Meanwhile, back at my Bedford, New York farm, warmer weather is finally beginning to melt all the snow from Winter Storm Stella. Here is my allee of lindens.
My grove of weeping willows adds such a pretty palette of gold to the wintry landscape.
Wild birds love to perch in the trees near my home.
Here are some wild birds feeding on the seeds that have fallen out of one of the bird feeders at the clematis pergola – hard to miss the handsome cardinal.
Here is a view looking towards my old corncrib on the left and the back of my long carport straight ahead.
This is one side of my beautiful Pin Oak Allee – I am looking forward to seeing these trees filled with foliage once again.
The peafowl never seem to mind the weather – here is one of the younger hens looking out from her enclosure.
My pigeons are acclimating nicely to their new coop and aviary.
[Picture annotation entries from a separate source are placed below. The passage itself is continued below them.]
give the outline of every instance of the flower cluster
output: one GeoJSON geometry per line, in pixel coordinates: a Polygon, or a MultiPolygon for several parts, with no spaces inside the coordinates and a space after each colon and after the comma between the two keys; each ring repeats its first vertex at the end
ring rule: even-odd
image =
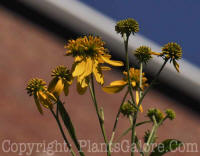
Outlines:
{"type": "Polygon", "coordinates": [[[111,55],[104,48],[104,44],[101,38],[90,35],[70,40],[65,46],[66,54],[75,58],[72,76],[77,77],[77,89],[80,94],[86,91],[91,74],[95,76],[99,84],[104,84],[102,71],[108,70],[109,67],[102,64],[123,66],[123,62],[111,60],[111,55]]]}
{"type": "MultiPolygon", "coordinates": [[[[100,37],[89,35],[79,37],[75,40],[69,40],[65,45],[66,56],[72,56],[74,59],[71,69],[68,69],[63,65],[57,66],[54,70],[52,70],[52,80],[48,85],[44,80],[34,78],[28,82],[26,87],[27,93],[34,97],[37,109],[41,114],[43,114],[43,109],[41,106],[50,109],[52,115],[57,121],[63,139],[65,140],[72,156],[75,156],[76,154],[74,153],[73,147],[70,146],[70,143],[65,136],[63,125],[65,125],[65,128],[68,131],[69,136],[74,142],[77,150],[79,151],[80,156],[85,155],[81,149],[81,146],[79,145],[79,141],[76,137],[75,129],[70,116],[63,105],[64,103],[60,100],[60,95],[62,92],[64,92],[65,96],[68,95],[69,86],[72,84],[74,79],[77,81],[77,91],[81,95],[86,92],[89,86],[91,98],[98,116],[98,121],[106,144],[108,156],[111,156],[110,148],[112,147],[113,140],[115,141],[115,130],[121,114],[128,117],[131,122],[131,127],[122,133],[121,137],[126,135],[129,130],[131,130],[131,144],[137,145],[136,147],[138,150],[140,150],[141,155],[149,155],[149,151],[147,151],[147,149],[151,143],[156,141],[156,132],[158,127],[161,126],[166,119],[173,120],[176,117],[175,112],[171,109],[167,109],[164,114],[159,109],[153,108],[147,111],[147,117],[149,118],[148,121],[137,121],[138,112],[143,112],[143,99],[153,84],[155,84],[155,81],[157,80],[167,61],[173,62],[174,67],[179,72],[179,64],[177,63],[177,60],[181,59],[182,57],[181,47],[177,43],[168,43],[163,46],[162,52],[158,53],[152,51],[150,47],[140,46],[134,51],[134,56],[140,65],[139,69],[135,69],[129,65],[128,40],[131,33],[134,35],[139,31],[139,24],[136,20],[128,18],[119,21],[115,26],[115,30],[117,33],[121,34],[124,39],[126,55],[126,70],[123,72],[123,78],[121,80],[113,81],[109,85],[104,86],[103,71],[111,69],[109,66],[105,66],[105,64],[112,66],[123,66],[124,64],[121,61],[111,60],[111,55],[108,53],[108,49],[105,48],[105,42],[102,41],[100,37]],[[143,64],[147,65],[148,61],[152,58],[152,55],[162,57],[164,59],[164,63],[152,82],[148,84],[146,75],[143,72],[143,64]],[[96,79],[97,83],[102,86],[102,90],[106,93],[118,93],[124,88],[127,90],[121,101],[120,107],[118,108],[118,113],[116,115],[110,140],[108,140],[105,132],[103,107],[100,108],[98,106],[95,94],[94,78],[96,79]],[[129,97],[131,99],[128,99],[129,97]],[[56,108],[53,107],[54,104],[57,106],[56,108]],[[62,123],[60,120],[62,120],[62,123]],[[153,127],[151,131],[148,130],[144,134],[144,142],[147,144],[145,149],[142,150],[140,145],[137,144],[138,136],[136,133],[136,126],[150,122],[153,123],[153,127]]],[[[168,140],[166,141],[168,142],[168,140]]],[[[166,149],[168,150],[168,148],[166,149]]],[[[134,155],[134,151],[131,152],[131,155],[134,155]]],[[[168,151],[164,151],[164,153],[166,152],[168,151]]],[[[153,155],[156,154],[153,153],[153,155]]],[[[152,153],[150,155],[152,155],[152,153]]]]}
{"type": "Polygon", "coordinates": [[[64,90],[65,96],[69,93],[69,86],[72,84],[72,75],[65,66],[58,66],[52,71],[53,79],[49,83],[48,90],[59,96],[64,90]]]}
{"type": "Polygon", "coordinates": [[[139,24],[136,20],[128,18],[117,22],[115,31],[122,36],[126,34],[129,36],[131,33],[137,33],[139,31],[139,24]]]}
{"type": "Polygon", "coordinates": [[[130,115],[133,115],[134,112],[136,112],[135,107],[128,101],[123,103],[123,105],[120,107],[120,111],[124,116],[129,117],[130,115]]]}
{"type": "Polygon", "coordinates": [[[27,93],[34,97],[38,111],[42,114],[41,105],[50,108],[57,101],[56,97],[47,90],[46,82],[42,79],[34,78],[28,82],[27,93]]]}

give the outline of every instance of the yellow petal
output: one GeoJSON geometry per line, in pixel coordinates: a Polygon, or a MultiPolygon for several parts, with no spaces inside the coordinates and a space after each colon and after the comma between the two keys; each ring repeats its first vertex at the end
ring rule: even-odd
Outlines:
{"type": "Polygon", "coordinates": [[[153,52],[153,51],[151,52],[151,54],[152,54],[152,55],[157,55],[157,56],[160,56],[160,55],[162,55],[162,53],[153,52]]]}
{"type": "Polygon", "coordinates": [[[64,88],[64,84],[63,84],[62,79],[60,78],[54,87],[53,93],[59,96],[61,92],[63,91],[63,88],[64,88]]]}
{"type": "Polygon", "coordinates": [[[133,88],[136,86],[136,82],[135,81],[132,81],[131,84],[132,84],[133,88]]]}
{"type": "Polygon", "coordinates": [[[139,100],[140,100],[139,92],[136,91],[136,104],[137,104],[137,105],[138,105],[138,103],[139,103],[139,100]]]}
{"type": "Polygon", "coordinates": [[[123,80],[117,80],[110,83],[110,86],[124,86],[127,82],[123,80]]]}
{"type": "Polygon", "coordinates": [[[120,92],[124,86],[106,86],[102,87],[103,91],[109,94],[118,93],[120,92]]]}
{"type": "Polygon", "coordinates": [[[179,71],[179,64],[176,62],[176,60],[173,60],[173,64],[174,64],[174,67],[175,67],[176,71],[180,72],[179,71]]]}
{"type": "Polygon", "coordinates": [[[112,66],[123,66],[124,65],[124,63],[121,62],[121,61],[110,60],[109,58],[107,58],[105,56],[102,56],[102,55],[100,55],[100,57],[104,62],[106,62],[106,63],[108,63],[108,64],[110,64],[112,66]]]}
{"type": "Polygon", "coordinates": [[[85,61],[75,63],[74,66],[75,67],[74,67],[74,70],[72,72],[73,77],[82,75],[86,70],[86,62],[85,61]]]}
{"type": "Polygon", "coordinates": [[[39,92],[38,92],[38,98],[39,98],[39,102],[40,102],[45,108],[49,108],[49,106],[51,105],[51,103],[47,100],[47,96],[46,96],[42,91],[39,91],[39,92]]]}
{"type": "Polygon", "coordinates": [[[37,106],[38,111],[40,112],[40,114],[43,114],[43,110],[42,110],[42,107],[40,106],[39,99],[38,99],[37,95],[34,95],[34,100],[35,100],[35,104],[37,106]]]}
{"type": "Polygon", "coordinates": [[[75,61],[75,62],[80,62],[82,59],[83,59],[82,57],[76,56],[76,57],[74,58],[74,61],[75,61]]]}
{"type": "Polygon", "coordinates": [[[83,95],[83,94],[86,92],[86,90],[87,90],[87,87],[82,88],[81,85],[80,85],[80,83],[77,83],[76,88],[77,88],[77,91],[78,91],[78,93],[79,93],[80,95],[83,95]]]}
{"type": "Polygon", "coordinates": [[[93,67],[93,74],[96,78],[96,81],[98,83],[100,83],[101,85],[103,85],[104,84],[104,77],[103,77],[103,74],[100,70],[98,62],[96,60],[95,60],[95,64],[94,64],[94,67],[93,67]]]}
{"type": "Polygon", "coordinates": [[[93,68],[93,60],[89,57],[86,59],[85,71],[79,77],[80,81],[82,81],[85,77],[87,77],[92,73],[92,68],[93,68]]]}
{"type": "Polygon", "coordinates": [[[53,92],[53,90],[54,90],[54,88],[55,88],[57,82],[58,82],[58,78],[56,78],[56,77],[53,78],[53,79],[50,81],[49,85],[48,85],[48,91],[53,92]]]}
{"type": "Polygon", "coordinates": [[[101,70],[106,71],[106,70],[111,70],[111,68],[110,68],[110,67],[107,67],[107,66],[101,66],[101,70]]]}
{"type": "MultiPolygon", "coordinates": [[[[136,104],[137,104],[137,105],[138,105],[139,101],[140,101],[139,92],[136,91],[136,104]]],[[[141,112],[143,112],[142,105],[140,105],[140,108],[139,108],[139,109],[140,109],[141,112]]]]}
{"type": "Polygon", "coordinates": [[[69,84],[67,82],[64,85],[64,93],[65,93],[65,96],[69,94],[69,84]]]}
{"type": "Polygon", "coordinates": [[[57,101],[56,97],[52,93],[47,92],[46,95],[47,95],[48,99],[50,99],[50,100],[52,100],[54,102],[57,101]]]}

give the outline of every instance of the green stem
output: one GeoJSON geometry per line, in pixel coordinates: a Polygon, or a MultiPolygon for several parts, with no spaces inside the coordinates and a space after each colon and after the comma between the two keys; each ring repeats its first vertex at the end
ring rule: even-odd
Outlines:
{"type": "MultiPolygon", "coordinates": [[[[128,58],[128,39],[129,39],[129,36],[126,35],[126,38],[124,38],[124,46],[125,46],[125,54],[126,54],[126,70],[127,70],[127,76],[128,76],[128,89],[129,89],[129,93],[131,95],[131,100],[135,104],[135,100],[134,100],[133,93],[132,93],[130,73],[129,73],[130,67],[129,67],[129,58],[128,58]]],[[[136,116],[134,116],[134,117],[136,117],[136,116]]],[[[133,121],[135,121],[135,119],[133,119],[133,121]]],[[[132,127],[131,145],[133,145],[133,143],[135,142],[135,124],[132,124],[132,125],[133,125],[133,127],[132,127]]],[[[131,156],[134,156],[134,150],[131,150],[131,156]]]]}
{"type": "Polygon", "coordinates": [[[143,70],[143,64],[140,63],[140,89],[139,89],[139,97],[142,96],[142,70],[143,70]]]}
{"type": "Polygon", "coordinates": [[[58,124],[59,129],[60,129],[60,132],[61,132],[61,134],[62,134],[62,137],[63,137],[63,139],[65,140],[65,142],[66,142],[66,144],[67,144],[67,147],[69,148],[69,150],[70,150],[72,156],[76,156],[76,154],[74,153],[74,151],[73,151],[73,149],[72,149],[72,147],[71,147],[69,141],[67,140],[67,137],[65,136],[65,133],[64,133],[63,128],[62,128],[62,125],[61,125],[61,123],[60,123],[60,121],[59,121],[59,119],[58,119],[58,116],[54,113],[54,111],[52,110],[52,108],[50,108],[50,111],[51,111],[51,113],[53,114],[54,118],[56,119],[56,122],[57,122],[57,124],[58,124]]]}
{"type": "Polygon", "coordinates": [[[124,38],[124,47],[125,47],[125,54],[126,54],[126,71],[127,71],[127,77],[128,77],[128,90],[131,95],[131,100],[135,104],[135,100],[134,100],[133,92],[132,92],[130,73],[129,73],[130,66],[129,66],[129,57],[128,57],[128,40],[129,40],[129,36],[126,35],[126,38],[124,38]]]}
{"type": "MultiPolygon", "coordinates": [[[[145,124],[145,123],[150,123],[150,122],[151,122],[151,121],[148,120],[148,121],[143,121],[143,122],[137,123],[137,124],[136,124],[136,127],[137,127],[137,126],[140,126],[140,125],[143,125],[143,124],[145,124]]],[[[128,132],[130,132],[131,130],[132,130],[132,125],[131,125],[127,130],[125,130],[125,131],[116,139],[115,142],[120,141],[120,140],[121,140],[125,135],[127,135],[128,132]]]]}
{"type": "MultiPolygon", "coordinates": [[[[145,95],[149,92],[149,90],[151,89],[151,87],[154,85],[154,83],[156,82],[156,80],[158,79],[158,76],[160,75],[161,71],[163,70],[163,68],[165,67],[166,63],[167,63],[168,59],[166,59],[163,63],[163,65],[161,66],[160,70],[158,71],[158,73],[156,74],[154,80],[151,82],[151,84],[149,85],[149,87],[144,91],[144,93],[142,94],[142,96],[140,97],[139,103],[138,103],[138,109],[134,114],[133,117],[133,127],[132,127],[132,142],[135,141],[135,135],[134,135],[134,131],[135,131],[135,127],[136,127],[136,121],[137,121],[137,114],[138,114],[138,110],[140,108],[140,105],[142,104],[142,101],[145,97],[145,95]]],[[[132,153],[131,153],[132,154],[132,153]]],[[[134,154],[132,154],[131,156],[134,156],[134,154]]]]}
{"type": "Polygon", "coordinates": [[[109,142],[110,147],[112,146],[112,142],[113,142],[113,139],[114,139],[114,136],[115,136],[115,130],[117,128],[117,123],[118,123],[119,115],[120,115],[120,109],[121,109],[121,106],[124,104],[128,93],[129,93],[129,90],[126,91],[126,93],[125,93],[125,95],[122,99],[122,102],[120,104],[119,110],[117,112],[117,115],[116,115],[116,118],[115,118],[115,123],[114,123],[113,130],[112,130],[112,136],[111,136],[111,139],[110,139],[110,142],[109,142]]]}
{"type": "Polygon", "coordinates": [[[93,75],[91,75],[91,81],[89,83],[89,88],[90,88],[90,94],[92,96],[92,100],[93,100],[93,103],[94,103],[94,106],[95,106],[95,109],[96,109],[96,113],[97,113],[97,116],[98,116],[98,119],[99,119],[99,124],[100,124],[100,127],[101,127],[101,132],[102,132],[102,135],[103,135],[103,138],[104,138],[104,142],[106,143],[107,156],[111,156],[110,147],[109,147],[108,139],[107,139],[105,128],[104,128],[104,120],[99,113],[99,107],[98,107],[97,100],[96,100],[93,75]]]}
{"type": "Polygon", "coordinates": [[[163,68],[165,67],[166,63],[168,60],[165,60],[165,62],[163,63],[163,65],[161,66],[160,70],[158,71],[158,73],[155,75],[155,78],[153,79],[153,81],[151,82],[151,84],[149,85],[149,87],[144,91],[144,93],[142,94],[139,103],[138,103],[138,108],[140,107],[145,95],[149,92],[149,90],[151,89],[151,87],[154,85],[154,83],[157,81],[161,71],[163,70],[163,68]]]}

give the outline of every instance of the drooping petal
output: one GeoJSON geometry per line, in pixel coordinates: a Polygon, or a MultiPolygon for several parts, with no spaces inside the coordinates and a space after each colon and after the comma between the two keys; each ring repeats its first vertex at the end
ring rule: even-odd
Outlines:
{"type": "Polygon", "coordinates": [[[120,92],[124,86],[106,86],[102,87],[103,91],[109,94],[118,93],[120,92]]]}
{"type": "Polygon", "coordinates": [[[80,62],[80,61],[82,61],[82,57],[80,57],[80,56],[76,56],[75,58],[74,58],[74,62],[80,62]]]}
{"type": "Polygon", "coordinates": [[[56,83],[56,85],[55,85],[55,87],[54,87],[52,92],[59,96],[61,94],[61,92],[63,91],[63,89],[64,89],[64,84],[63,84],[62,79],[60,78],[57,81],[57,83],[56,83]]]}
{"type": "Polygon", "coordinates": [[[57,78],[57,77],[53,78],[53,79],[50,81],[49,85],[48,85],[48,91],[53,92],[53,90],[54,90],[54,88],[55,88],[57,82],[58,82],[58,78],[57,78]]]}
{"type": "Polygon", "coordinates": [[[125,86],[127,84],[124,80],[117,80],[110,83],[110,86],[125,86]]]}
{"type": "Polygon", "coordinates": [[[160,55],[162,55],[162,53],[153,52],[153,51],[151,52],[151,54],[152,54],[152,55],[157,55],[157,56],[160,56],[160,55]]]}
{"type": "Polygon", "coordinates": [[[131,84],[132,84],[133,88],[136,86],[136,82],[135,81],[132,81],[131,84]]]}
{"type": "Polygon", "coordinates": [[[101,70],[106,71],[106,70],[111,70],[111,68],[107,66],[101,66],[101,70]]]}
{"type": "Polygon", "coordinates": [[[40,102],[45,108],[49,108],[49,106],[51,105],[51,103],[47,100],[47,96],[46,96],[42,91],[39,91],[39,92],[38,92],[38,98],[39,98],[39,102],[40,102]]]}
{"type": "Polygon", "coordinates": [[[175,67],[176,71],[180,72],[179,71],[179,64],[176,62],[176,60],[173,60],[173,64],[174,64],[174,67],[175,67]]]}
{"type": "Polygon", "coordinates": [[[82,81],[85,77],[92,73],[93,60],[89,57],[86,59],[85,71],[80,75],[79,79],[82,81]]]}
{"type": "Polygon", "coordinates": [[[103,74],[100,70],[100,67],[99,67],[99,64],[98,64],[98,61],[95,60],[95,63],[94,63],[94,67],[93,67],[93,74],[96,78],[96,81],[98,83],[100,83],[101,85],[104,84],[104,77],[103,77],[103,74]]]}
{"type": "Polygon", "coordinates": [[[80,83],[77,83],[76,88],[77,88],[77,91],[78,91],[78,93],[80,95],[83,95],[86,92],[86,90],[87,90],[87,87],[82,88],[81,85],[80,85],[80,83]]]}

Fancy pigeons are domesticated varieties of the wild rock dove, bred by pigeon fanciers for size, shape, color, and behavior.
We have 10-pairs in our Bedford flock. And, just like all birds, these pigeons love to roost. I always provide multiple perches for my birds, so they can see all the activities at the farm.
This is my gorgeous Fell Pony, Banchunch – lovingly named by my granddaughter, Jude. He doesn’t mind the cold either.